Google (NASDAQ: GOOG) used its opening keynote of its I/O developer conference to unveil a new, polished version of its Android mobile operating system, a new mobile payments app called Android Pay and updates to its Google Now proactive personal assistant.
Unlike last year when Google announced initiatives to push Android into smart watches, cars, TVs and more, Google executives said that the search giant is focused on refining and enhancing existing features.
Sundar Pichai, Google's senior vice president of products, said Google has "gone back to the basics" with the latest Android update, called Android M for now, and is focused on improving the customer experience. Android M will be released in the third quarter of the year.

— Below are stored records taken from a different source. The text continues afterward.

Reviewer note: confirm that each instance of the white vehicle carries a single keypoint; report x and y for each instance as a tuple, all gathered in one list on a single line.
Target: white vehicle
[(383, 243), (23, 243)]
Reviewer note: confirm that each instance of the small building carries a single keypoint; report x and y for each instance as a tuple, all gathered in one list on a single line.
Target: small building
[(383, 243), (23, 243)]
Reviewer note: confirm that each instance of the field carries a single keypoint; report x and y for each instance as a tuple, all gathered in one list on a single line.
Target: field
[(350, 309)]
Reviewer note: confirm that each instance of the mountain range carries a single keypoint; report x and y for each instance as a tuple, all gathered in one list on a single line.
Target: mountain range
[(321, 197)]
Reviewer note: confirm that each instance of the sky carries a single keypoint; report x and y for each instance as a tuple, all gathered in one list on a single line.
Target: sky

Android is the most dominant mobile operating system in the world; last year it captured 80.7 percent of the market and more than 1 billion Android devices were sold to end users, according to research firm Gartner.
Dave Burke, a vice president of engineering at Google, said the "central theme of M is improving the core user experience" and fixing bugs and offering improvements, like the ability to set different volume levels for alarms and audio streams.
Android Pay is Google's new mobile payments app that users can access to pay for goods in stores. Users will need to simply unlock their phone, place it in front of a Near Field Communication reader at checkout, and the app will conduct the payment after a credit or debit card has been set up for it. The app will create virtual account numbers for cards, so actual account information won't be shared during the transaction. Burke said users can also use the Android Pay app or other banking apps, since Google is working with financial institutions to connect them to Android Pay. Importantly, Android Pay will also power in-app transactions from companies that sell physical goods and services.
In February, Google acquired Softcard, the mobile payments joint venture that had been backed by Verizon Wireless (NYSE: VZ), AT&T Mobility (NYSE:T) and T-Mobile US (NYSE:TMUS), and Burke said those carriers will pre-load Android Pay on their Android smartphones. The service will work in more than 700,000 retail locations in the U.S., Burke said.
There are also several new key features in Android M. They include changes to application permissions, so that users will not be prompted when they are downloading an app to accept or deny whether apps can access certain functionalities on their phones. Instead, that list has been simplified to functions like location, camera and microphones, and the prompt about app permissions will appear when users access those features in apps for the first time on a case-by-case basis. Users will also be able to modify permissions after downloading apps. This will only apply to apps built for the Android M Software Development Kit and will not apply to older apps.
Another feature called "Chrome Custom Tabs" is designed to improve the mobile web experience within apps. The feature lets developers add webviews directly in their apps, bringing in the functionality of Chrome without forcing users to switch to the browser, Burke said. Chrome features like automatic sign-in, saved passwords and autofill will come along with this as well.
Google is also adding the ability to more seamlessly link apps together, a system Google calls "intents," so that apps can access content from each other directly instead of prompting users to choose different apps. So, for example, if a user clicks a Twitter link in an email, the Twitter app will open directly instead of the user being asked if they want to open Twitter.
Android M also brings native support for fingerprint scanning for unlocking devices and authenticating mobile payments.
Finally, Google is unveiling a new feature called "Doze" that it says will save device's battery life. By using advanced motion control technology, the feature can tell when a deice has been left untouched for an extended period of time and will then turn off many background processes, but will still let incoming notifications or high-priority chats come through. Burke said that this has extended the standby time of the Nexus 9 tablet by up to two times over Android 5.0 Lollipop.
Google is also enhancing its Google Now assistant to be smarter than before. Aparna Chennapragada, Google Now's product director, unveiled a new feature called "Now on tap" that will access Google's Knowledge Graph of more than 1 billion entries to give users answers to search queries within apps and provide them with actions they can take. As Google notes, users can "tap and hold the home button for assistance without having to leave what you're doing--whether you're in an app or on a website. For example, if a friend emails you about seeing the new movie Tomorrowland, you can invoke Google Now without leaving your app, to quickly see the ratings, watch a trailer, or even buy tickets--then get right back to what you were doing."
When users tap and hold the home button, Google gives users the options that are a best guess of what might be helpful in that moment. Users can also say "OK Google" from any screen and any app to get answers; so if they are listening to a song on Spotify, users can ask "Who is the lead signer?" and get an answer. If users receive a text message about a restaurant reservation at a specific restaurant, they can use Now on tap to open OpenTable and make a reservation at that restaurant. "We'll share a lot more details over the next few months," Chennapragada said.
According to a 9to5 Mac report, Apple will soon launch a new iOS enhancement called "Proactive," which will leverage Siri, iPhone contacts, calendars, Apple's Passbook app and third-party apps to create a competitor to Google Now. According to the report, which cited unnamed sources, Proactive will automatically provide timely information based on a person's data and device usage patterns, but will respect the user's privacy preferences.